2014-05-26

Adding OData support to Django with Pyslet: First Thoughts

A couple of weeks ago I got an interesting tweet from @d34dl0ck, here it is:

This got me thinking, but as I know very little about Django I had to do a bit of research first. Here's my read-back of what Django's data layer does in the form of a concept mapping from OData to Django. In this table the objects are listed in containment order and the use case of using OData to expose data managed by a Django-based website is assumed. (See below for thoughts on consuming OData in Django as if it were a data source.)

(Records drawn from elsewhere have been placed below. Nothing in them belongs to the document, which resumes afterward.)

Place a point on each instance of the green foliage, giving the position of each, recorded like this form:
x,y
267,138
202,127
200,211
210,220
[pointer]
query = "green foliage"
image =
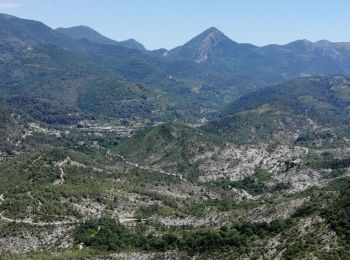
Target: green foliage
x,y
108,235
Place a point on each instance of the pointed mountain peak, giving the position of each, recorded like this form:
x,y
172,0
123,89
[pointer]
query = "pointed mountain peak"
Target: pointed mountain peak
x,y
213,33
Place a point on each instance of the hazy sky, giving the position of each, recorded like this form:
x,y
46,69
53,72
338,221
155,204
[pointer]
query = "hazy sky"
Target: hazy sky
x,y
168,23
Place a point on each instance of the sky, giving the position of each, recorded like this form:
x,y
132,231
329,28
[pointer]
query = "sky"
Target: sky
x,y
169,23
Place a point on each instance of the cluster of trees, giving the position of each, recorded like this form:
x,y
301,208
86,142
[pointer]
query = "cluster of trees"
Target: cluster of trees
x,y
108,235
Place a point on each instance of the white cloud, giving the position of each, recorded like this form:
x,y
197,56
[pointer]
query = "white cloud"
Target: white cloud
x,y
9,5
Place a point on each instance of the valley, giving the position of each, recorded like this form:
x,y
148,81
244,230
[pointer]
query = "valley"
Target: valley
x,y
211,150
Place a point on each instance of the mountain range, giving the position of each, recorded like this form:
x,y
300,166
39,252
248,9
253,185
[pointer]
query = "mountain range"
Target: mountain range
x,y
191,82
211,150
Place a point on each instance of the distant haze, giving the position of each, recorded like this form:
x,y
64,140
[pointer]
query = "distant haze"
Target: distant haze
x,y
166,24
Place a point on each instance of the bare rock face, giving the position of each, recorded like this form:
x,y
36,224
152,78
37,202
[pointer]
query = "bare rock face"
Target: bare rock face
x,y
237,162
207,45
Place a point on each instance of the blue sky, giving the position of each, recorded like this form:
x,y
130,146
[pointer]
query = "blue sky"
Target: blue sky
x,y
169,23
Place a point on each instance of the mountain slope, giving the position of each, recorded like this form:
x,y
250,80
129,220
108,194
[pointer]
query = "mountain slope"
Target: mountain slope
x,y
84,32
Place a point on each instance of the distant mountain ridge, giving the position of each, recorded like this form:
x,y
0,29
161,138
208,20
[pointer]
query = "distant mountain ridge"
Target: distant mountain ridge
x,y
85,32
190,82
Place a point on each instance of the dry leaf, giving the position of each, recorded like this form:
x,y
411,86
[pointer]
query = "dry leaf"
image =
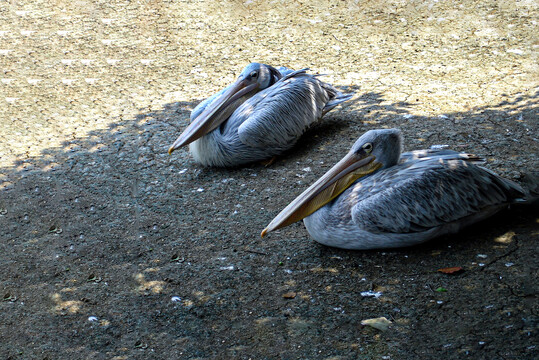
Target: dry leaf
x,y
289,295
451,270
378,323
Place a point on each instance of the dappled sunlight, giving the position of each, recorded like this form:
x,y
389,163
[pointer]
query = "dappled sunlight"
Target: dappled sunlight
x,y
506,238
66,306
109,245
154,286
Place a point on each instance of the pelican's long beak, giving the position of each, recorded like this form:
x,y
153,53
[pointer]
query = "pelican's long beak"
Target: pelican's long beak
x,y
216,112
327,188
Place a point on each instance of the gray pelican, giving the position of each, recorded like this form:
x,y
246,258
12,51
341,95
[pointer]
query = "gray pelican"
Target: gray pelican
x,y
376,197
259,116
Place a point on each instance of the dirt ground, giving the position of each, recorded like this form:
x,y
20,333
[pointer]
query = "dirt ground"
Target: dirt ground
x,y
112,249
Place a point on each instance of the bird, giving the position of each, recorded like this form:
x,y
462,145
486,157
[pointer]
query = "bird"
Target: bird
x,y
258,117
376,197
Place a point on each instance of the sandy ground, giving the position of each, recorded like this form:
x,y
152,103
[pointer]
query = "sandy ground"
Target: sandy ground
x,y
112,249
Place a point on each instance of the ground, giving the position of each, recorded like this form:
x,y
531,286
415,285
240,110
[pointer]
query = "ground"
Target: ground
x,y
112,249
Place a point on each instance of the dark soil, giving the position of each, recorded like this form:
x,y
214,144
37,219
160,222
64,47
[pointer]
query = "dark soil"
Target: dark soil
x,y
112,249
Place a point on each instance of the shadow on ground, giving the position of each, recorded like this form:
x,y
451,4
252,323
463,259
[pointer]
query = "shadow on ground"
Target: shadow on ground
x,y
111,247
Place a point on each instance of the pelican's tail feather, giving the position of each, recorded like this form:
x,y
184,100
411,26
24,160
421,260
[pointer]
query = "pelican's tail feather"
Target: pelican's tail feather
x,y
530,182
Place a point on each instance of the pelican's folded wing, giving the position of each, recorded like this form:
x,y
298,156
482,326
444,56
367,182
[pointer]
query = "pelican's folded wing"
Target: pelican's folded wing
x,y
278,116
429,194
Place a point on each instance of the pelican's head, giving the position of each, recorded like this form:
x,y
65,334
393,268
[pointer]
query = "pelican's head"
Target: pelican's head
x,y
254,78
373,150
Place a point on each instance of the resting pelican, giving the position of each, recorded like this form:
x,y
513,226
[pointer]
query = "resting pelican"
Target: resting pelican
x,y
259,116
376,197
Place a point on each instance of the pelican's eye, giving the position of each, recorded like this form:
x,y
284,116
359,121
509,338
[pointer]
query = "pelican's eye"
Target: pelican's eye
x,y
367,147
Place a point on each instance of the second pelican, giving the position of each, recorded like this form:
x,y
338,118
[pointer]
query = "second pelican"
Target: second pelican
x,y
260,116
376,197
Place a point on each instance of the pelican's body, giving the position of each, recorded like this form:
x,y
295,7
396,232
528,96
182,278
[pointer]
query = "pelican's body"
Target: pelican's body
x,y
260,116
398,199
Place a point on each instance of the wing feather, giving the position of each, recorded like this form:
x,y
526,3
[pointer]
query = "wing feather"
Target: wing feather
x,y
427,194
279,115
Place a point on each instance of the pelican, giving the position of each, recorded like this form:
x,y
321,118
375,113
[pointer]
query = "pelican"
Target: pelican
x,y
376,197
259,116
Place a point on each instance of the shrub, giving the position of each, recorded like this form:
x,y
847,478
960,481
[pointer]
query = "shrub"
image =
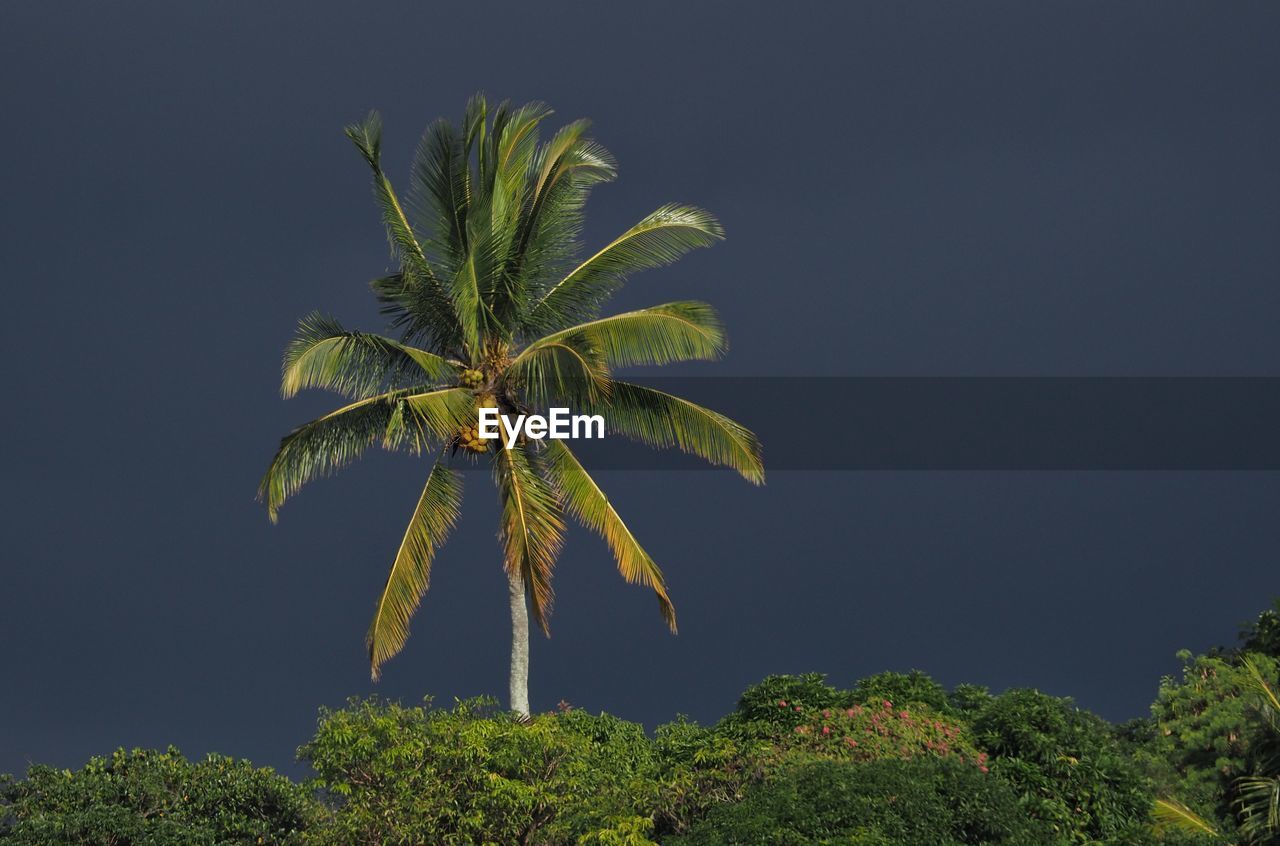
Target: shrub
x,y
903,689
1066,766
147,798
472,774
877,731
702,768
888,803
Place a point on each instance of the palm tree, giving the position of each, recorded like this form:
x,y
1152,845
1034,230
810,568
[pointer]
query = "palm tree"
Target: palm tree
x,y
492,307
1257,795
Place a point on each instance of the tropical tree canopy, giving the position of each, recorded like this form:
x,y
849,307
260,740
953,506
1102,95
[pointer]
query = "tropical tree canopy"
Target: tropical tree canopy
x,y
496,305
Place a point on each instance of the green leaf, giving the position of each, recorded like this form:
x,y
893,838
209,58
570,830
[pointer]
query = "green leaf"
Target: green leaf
x,y
659,239
324,355
662,420
433,518
657,335
531,529
589,504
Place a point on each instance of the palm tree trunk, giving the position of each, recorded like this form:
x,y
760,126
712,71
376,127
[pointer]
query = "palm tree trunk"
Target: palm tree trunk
x,y
519,644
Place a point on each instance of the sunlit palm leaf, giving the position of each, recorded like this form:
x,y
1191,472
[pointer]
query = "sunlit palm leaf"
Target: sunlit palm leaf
x,y
568,370
324,446
533,527
659,239
439,196
588,503
657,335
324,355
662,420
411,572
438,318
1170,815
1258,801
329,443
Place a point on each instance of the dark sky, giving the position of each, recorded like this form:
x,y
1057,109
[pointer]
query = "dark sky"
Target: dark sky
x,y
909,188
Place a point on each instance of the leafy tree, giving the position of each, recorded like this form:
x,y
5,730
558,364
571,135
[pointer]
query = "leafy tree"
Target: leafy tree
x,y
494,309
1262,635
472,774
146,798
1065,764
888,803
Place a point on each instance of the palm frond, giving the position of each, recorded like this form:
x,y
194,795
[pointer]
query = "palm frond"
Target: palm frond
x,y
533,527
429,526
568,369
589,504
438,414
438,318
1258,803
1171,815
324,355
439,193
324,446
662,420
1258,684
659,239
656,335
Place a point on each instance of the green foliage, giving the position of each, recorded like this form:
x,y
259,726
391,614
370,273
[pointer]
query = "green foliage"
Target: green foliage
x,y
903,689
878,731
762,710
494,306
888,803
1262,635
1068,768
1205,726
474,774
146,798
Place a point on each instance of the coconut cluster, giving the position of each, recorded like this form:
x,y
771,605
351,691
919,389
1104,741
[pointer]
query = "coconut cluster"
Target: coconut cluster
x,y
469,438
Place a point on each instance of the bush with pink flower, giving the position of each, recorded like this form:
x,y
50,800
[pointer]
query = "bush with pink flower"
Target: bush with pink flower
x,y
877,731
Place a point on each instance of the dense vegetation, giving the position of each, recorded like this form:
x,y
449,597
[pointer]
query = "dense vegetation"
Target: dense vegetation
x,y
896,759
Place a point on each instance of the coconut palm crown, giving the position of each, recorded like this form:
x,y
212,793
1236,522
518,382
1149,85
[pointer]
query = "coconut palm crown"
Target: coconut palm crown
x,y
492,305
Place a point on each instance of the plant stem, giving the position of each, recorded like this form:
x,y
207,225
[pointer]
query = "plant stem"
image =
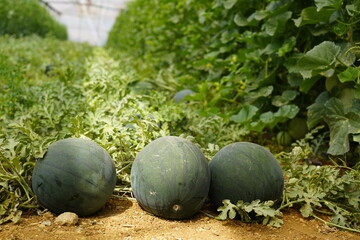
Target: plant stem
x,y
335,225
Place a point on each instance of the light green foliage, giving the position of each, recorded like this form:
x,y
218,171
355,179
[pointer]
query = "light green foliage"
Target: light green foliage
x,y
26,17
255,63
89,94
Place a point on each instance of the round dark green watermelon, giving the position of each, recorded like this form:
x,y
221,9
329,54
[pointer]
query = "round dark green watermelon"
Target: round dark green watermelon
x,y
170,178
245,171
75,175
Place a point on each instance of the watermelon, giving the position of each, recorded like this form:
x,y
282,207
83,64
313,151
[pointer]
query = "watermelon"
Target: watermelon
x,y
75,175
245,171
170,178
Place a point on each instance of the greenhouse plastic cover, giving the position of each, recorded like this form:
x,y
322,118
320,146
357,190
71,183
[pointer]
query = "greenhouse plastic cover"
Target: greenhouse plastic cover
x,y
86,20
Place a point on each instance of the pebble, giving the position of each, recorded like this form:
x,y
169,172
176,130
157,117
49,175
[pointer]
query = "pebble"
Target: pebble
x,y
67,219
46,223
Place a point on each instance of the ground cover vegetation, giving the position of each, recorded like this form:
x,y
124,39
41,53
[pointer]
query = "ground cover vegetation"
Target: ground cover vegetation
x,y
254,67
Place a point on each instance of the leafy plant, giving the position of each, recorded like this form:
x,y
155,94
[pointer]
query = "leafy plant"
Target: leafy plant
x,y
257,64
315,190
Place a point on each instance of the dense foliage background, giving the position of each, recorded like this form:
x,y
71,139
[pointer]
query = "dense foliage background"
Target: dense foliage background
x,y
260,71
25,17
256,63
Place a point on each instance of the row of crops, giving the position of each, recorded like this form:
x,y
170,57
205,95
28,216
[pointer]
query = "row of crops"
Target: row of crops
x,y
283,74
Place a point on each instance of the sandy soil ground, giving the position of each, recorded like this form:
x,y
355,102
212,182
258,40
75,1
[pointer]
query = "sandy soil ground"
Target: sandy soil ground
x,y
124,219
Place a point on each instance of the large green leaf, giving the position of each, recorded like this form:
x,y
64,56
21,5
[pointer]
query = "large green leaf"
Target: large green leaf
x,y
228,4
316,110
319,58
341,123
246,114
311,15
320,4
349,75
276,23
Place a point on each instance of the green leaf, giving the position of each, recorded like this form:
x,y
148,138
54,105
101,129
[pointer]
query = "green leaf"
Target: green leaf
x,y
319,58
311,15
316,110
336,4
240,20
308,83
306,210
245,114
349,75
277,23
228,4
227,210
341,124
285,98
287,112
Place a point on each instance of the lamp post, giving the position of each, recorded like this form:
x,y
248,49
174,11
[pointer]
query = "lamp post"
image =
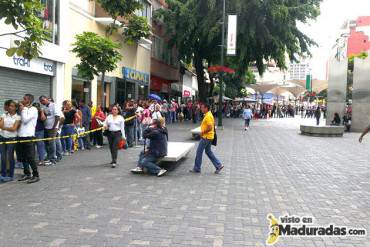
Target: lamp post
x,y
220,103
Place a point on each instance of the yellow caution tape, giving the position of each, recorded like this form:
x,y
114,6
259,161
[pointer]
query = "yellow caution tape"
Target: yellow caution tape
x,y
61,137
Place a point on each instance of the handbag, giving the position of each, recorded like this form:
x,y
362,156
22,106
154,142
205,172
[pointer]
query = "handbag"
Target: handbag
x,y
214,141
100,123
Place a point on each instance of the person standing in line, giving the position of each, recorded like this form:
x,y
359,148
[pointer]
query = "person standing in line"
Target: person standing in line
x,y
68,127
130,124
318,115
115,125
97,122
51,128
247,116
93,111
173,109
26,150
9,124
85,123
207,135
40,134
157,113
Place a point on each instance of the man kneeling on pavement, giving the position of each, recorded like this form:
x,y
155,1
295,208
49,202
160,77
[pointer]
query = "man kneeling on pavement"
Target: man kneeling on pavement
x,y
157,148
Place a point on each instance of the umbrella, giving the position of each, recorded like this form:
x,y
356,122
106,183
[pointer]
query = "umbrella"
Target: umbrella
x,y
154,96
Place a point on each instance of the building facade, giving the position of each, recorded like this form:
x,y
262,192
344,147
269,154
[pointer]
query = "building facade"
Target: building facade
x,y
39,76
358,40
299,71
165,68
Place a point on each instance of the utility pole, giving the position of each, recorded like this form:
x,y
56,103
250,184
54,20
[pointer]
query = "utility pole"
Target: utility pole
x,y
220,100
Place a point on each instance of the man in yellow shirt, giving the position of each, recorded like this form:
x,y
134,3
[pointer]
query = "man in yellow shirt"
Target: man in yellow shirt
x,y
207,135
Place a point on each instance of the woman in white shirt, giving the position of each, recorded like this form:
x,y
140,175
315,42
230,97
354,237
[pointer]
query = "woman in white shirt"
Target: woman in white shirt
x,y
9,124
115,125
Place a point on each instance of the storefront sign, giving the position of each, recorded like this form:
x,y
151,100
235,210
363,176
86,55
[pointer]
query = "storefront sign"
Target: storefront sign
x,y
231,35
135,76
36,65
186,93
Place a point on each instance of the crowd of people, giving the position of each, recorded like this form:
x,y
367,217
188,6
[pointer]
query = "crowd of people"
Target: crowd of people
x,y
42,134
38,133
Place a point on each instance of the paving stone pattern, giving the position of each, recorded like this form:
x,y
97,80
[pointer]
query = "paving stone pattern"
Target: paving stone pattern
x,y
268,169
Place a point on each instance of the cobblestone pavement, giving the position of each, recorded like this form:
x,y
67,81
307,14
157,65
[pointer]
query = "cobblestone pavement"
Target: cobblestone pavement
x,y
269,169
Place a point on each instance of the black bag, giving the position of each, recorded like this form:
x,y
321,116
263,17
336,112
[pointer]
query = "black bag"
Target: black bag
x,y
105,132
214,141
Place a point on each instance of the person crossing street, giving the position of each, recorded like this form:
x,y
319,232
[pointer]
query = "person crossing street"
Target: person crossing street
x,y
207,136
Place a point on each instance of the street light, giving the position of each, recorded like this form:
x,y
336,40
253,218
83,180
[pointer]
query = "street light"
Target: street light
x,y
220,103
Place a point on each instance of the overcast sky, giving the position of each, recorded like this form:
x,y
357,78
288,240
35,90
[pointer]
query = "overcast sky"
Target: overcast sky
x,y
326,28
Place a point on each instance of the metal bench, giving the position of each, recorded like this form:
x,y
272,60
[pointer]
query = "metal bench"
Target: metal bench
x,y
176,151
322,131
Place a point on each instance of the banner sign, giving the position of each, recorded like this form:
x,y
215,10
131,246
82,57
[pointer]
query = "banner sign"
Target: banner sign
x,y
36,65
309,83
135,76
231,35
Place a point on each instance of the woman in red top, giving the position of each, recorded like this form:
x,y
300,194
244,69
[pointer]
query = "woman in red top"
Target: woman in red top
x,y
97,122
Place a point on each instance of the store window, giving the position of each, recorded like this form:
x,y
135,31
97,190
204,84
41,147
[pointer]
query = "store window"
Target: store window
x,y
50,19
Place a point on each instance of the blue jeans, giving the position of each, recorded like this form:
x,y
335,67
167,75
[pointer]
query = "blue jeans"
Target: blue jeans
x,y
167,116
67,130
7,154
51,145
148,161
59,149
40,145
130,134
173,116
205,145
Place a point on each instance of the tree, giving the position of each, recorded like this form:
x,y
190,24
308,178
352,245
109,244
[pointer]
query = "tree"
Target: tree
x,y
267,30
134,27
98,55
23,16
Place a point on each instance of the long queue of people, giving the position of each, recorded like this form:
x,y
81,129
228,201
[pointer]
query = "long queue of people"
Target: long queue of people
x,y
66,129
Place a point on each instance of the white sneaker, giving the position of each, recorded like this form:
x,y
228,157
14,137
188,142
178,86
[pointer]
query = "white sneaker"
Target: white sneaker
x,y
137,170
161,172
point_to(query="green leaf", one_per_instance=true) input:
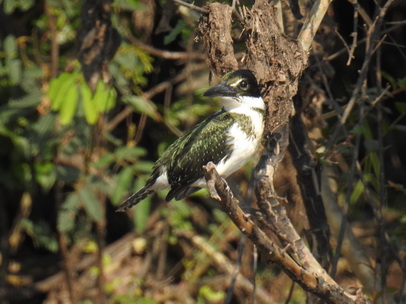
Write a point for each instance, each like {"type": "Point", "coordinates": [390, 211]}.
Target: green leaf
{"type": "Point", "coordinates": [69, 105]}
{"type": "Point", "coordinates": [91, 204]}
{"type": "Point", "coordinates": [123, 181]}
{"type": "Point", "coordinates": [58, 88]}
{"type": "Point", "coordinates": [143, 166]}
{"type": "Point", "coordinates": [104, 98]}
{"type": "Point", "coordinates": [10, 46]}
{"type": "Point", "coordinates": [142, 210]}
{"type": "Point", "coordinates": [15, 71]}
{"type": "Point", "coordinates": [142, 105]}
{"type": "Point", "coordinates": [129, 153]}
{"type": "Point", "coordinates": [89, 107]}
{"type": "Point", "coordinates": [67, 213]}
{"type": "Point", "coordinates": [211, 295]}
{"type": "Point", "coordinates": [105, 161]}
{"type": "Point", "coordinates": [45, 174]}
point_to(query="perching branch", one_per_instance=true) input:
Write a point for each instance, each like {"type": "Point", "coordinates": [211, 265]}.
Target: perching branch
{"type": "Point", "coordinates": [305, 271]}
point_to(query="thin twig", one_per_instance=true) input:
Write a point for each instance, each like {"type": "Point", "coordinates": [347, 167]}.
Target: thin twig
{"type": "Point", "coordinates": [354, 32]}
{"type": "Point", "coordinates": [310, 275]}
{"type": "Point", "coordinates": [191, 6]}
{"type": "Point", "coordinates": [312, 23]}
{"type": "Point", "coordinates": [372, 33]}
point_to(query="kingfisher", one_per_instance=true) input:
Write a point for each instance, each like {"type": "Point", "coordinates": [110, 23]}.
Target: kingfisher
{"type": "Point", "coordinates": [229, 138]}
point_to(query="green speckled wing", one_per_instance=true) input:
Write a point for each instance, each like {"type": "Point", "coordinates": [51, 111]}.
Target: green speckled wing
{"type": "Point", "coordinates": [185, 158]}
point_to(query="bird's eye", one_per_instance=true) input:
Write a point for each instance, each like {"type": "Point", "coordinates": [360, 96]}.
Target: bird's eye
{"type": "Point", "coordinates": [243, 84]}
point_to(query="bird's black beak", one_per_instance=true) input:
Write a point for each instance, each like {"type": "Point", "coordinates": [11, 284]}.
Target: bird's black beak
{"type": "Point", "coordinates": [221, 90]}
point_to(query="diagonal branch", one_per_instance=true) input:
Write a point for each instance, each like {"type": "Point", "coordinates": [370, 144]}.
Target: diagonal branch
{"type": "Point", "coordinates": [306, 272]}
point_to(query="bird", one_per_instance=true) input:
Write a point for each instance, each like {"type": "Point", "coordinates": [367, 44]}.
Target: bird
{"type": "Point", "coordinates": [229, 138]}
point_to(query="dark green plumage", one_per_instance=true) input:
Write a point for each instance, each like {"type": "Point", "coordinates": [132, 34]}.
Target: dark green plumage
{"type": "Point", "coordinates": [185, 158]}
{"type": "Point", "coordinates": [228, 139]}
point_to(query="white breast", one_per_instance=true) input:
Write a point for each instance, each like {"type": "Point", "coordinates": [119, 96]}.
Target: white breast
{"type": "Point", "coordinates": [244, 147]}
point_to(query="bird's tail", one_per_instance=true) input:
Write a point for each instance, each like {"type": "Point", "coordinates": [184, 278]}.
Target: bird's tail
{"type": "Point", "coordinates": [135, 198]}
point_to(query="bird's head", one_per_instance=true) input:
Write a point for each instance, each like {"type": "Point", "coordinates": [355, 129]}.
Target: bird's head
{"type": "Point", "coordinates": [236, 84]}
{"type": "Point", "coordinates": [238, 90]}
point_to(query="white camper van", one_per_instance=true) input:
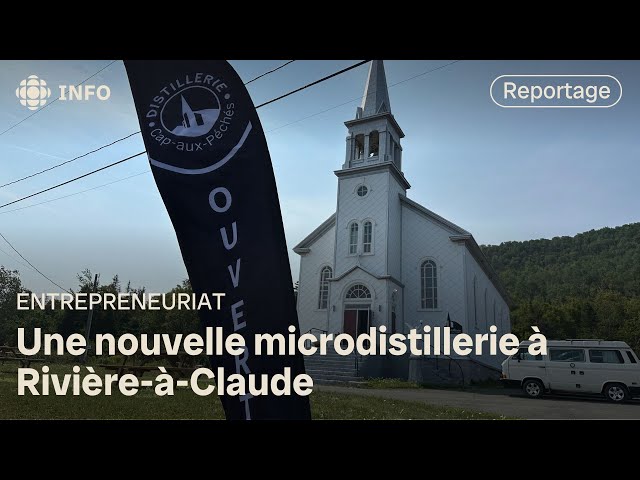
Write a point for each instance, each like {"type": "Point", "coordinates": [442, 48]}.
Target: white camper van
{"type": "Point", "coordinates": [576, 366]}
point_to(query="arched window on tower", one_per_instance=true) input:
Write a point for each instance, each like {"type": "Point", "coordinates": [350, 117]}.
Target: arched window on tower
{"type": "Point", "coordinates": [358, 148]}
{"type": "Point", "coordinates": [323, 296]}
{"type": "Point", "coordinates": [475, 302]}
{"type": "Point", "coordinates": [358, 292]}
{"type": "Point", "coordinates": [367, 237]}
{"type": "Point", "coordinates": [486, 311]}
{"type": "Point", "coordinates": [429, 284]}
{"type": "Point", "coordinates": [374, 144]}
{"type": "Point", "coordinates": [494, 312]}
{"type": "Point", "coordinates": [353, 238]}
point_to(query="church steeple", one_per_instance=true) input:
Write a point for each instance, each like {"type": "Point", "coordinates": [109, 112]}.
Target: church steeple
{"type": "Point", "coordinates": [374, 135]}
{"type": "Point", "coordinates": [376, 94]}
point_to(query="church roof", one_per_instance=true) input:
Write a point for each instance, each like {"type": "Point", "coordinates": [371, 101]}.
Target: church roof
{"type": "Point", "coordinates": [376, 94]}
{"type": "Point", "coordinates": [433, 216]}
{"type": "Point", "coordinates": [303, 246]}
{"type": "Point", "coordinates": [360, 267]}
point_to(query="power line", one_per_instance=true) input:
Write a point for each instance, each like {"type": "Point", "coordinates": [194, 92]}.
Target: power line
{"type": "Point", "coordinates": [268, 131]}
{"type": "Point", "coordinates": [68, 161]}
{"type": "Point", "coordinates": [323, 79]}
{"type": "Point", "coordinates": [31, 264]}
{"type": "Point", "coordinates": [76, 193]}
{"type": "Point", "coordinates": [55, 100]}
{"type": "Point", "coordinates": [360, 97]}
{"type": "Point", "coordinates": [141, 153]}
{"type": "Point", "coordinates": [269, 72]}
{"type": "Point", "coordinates": [115, 141]}
{"type": "Point", "coordinates": [74, 179]}
{"type": "Point", "coordinates": [13, 258]}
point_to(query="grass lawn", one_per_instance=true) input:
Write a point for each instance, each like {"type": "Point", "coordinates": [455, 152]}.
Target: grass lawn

OData ConceptDjango ConceptPyslet Concept
DataServices Django website: the purpose of OData is to provide access to your application's data-layer through a standard API for machine-to-machine communication rather than through an HTML-based web view for human consumption. Instance of the DataServices class, typically parsed from a metadata XML file.
Schema No direct equivalent. In OData, the purpose of the schema is to provide a namespace in which definitions of the other elements take place. In Django this information will be spread around your Python source code in the form of class definitions that support the remaining concepts. Instance of the Schema class, typically parsed from a metadata XML file.
EntityContainer The database. An OData service can define multiple containers but there is always a default container - something that corresponds closely with the way Django links to multiple databases. Most OData services probably only define a single container and I would expect that most Django applications use the default database. If you do define custom database routers to map different models to different databases then that information would need to be represented in the corresponding Schema(s). In Pyslet, an EntityContainer is defined by an instance of the EntityContainer class but this instance is handed to a storage layer during application startup and this storage layer class binds concrete implementations of the data access API to the EntitySets it contains.
EntitySet Your model class. A model class maps to a table in the Django database. In OData the metadata file contains the information about which container contains an EntitySet and the EntityType definition in that file contains the actual definitions of the types and field names. In contrast, in Django these are defined using class attributes in the Python code. Pyslet sticks closely to the OData API here and parses definitions from the metadata file. As a result an EntitySet instance is created that represents this part of the model and it is up to the object responsible for interfacing to the storage layer to provide concrete bindings.
Entity An instance of a model class. An instance of the Entity object, typically instantiated by the storage object bound to the EntitySet.

Where do you start?

Step 1: As you can see from the above table, Pyslet depends fairly heavily on the metadata file so a good way to start would be to create a metadata file that corresponds to the parts of your Django data model you want to expose. You have some freedom here but if you are messing about with multiple databases in Django it makes sense to organise these as separate entity containers. You can't create relationships across containers in Pyslet which mirrors the equivalent restriction in Django.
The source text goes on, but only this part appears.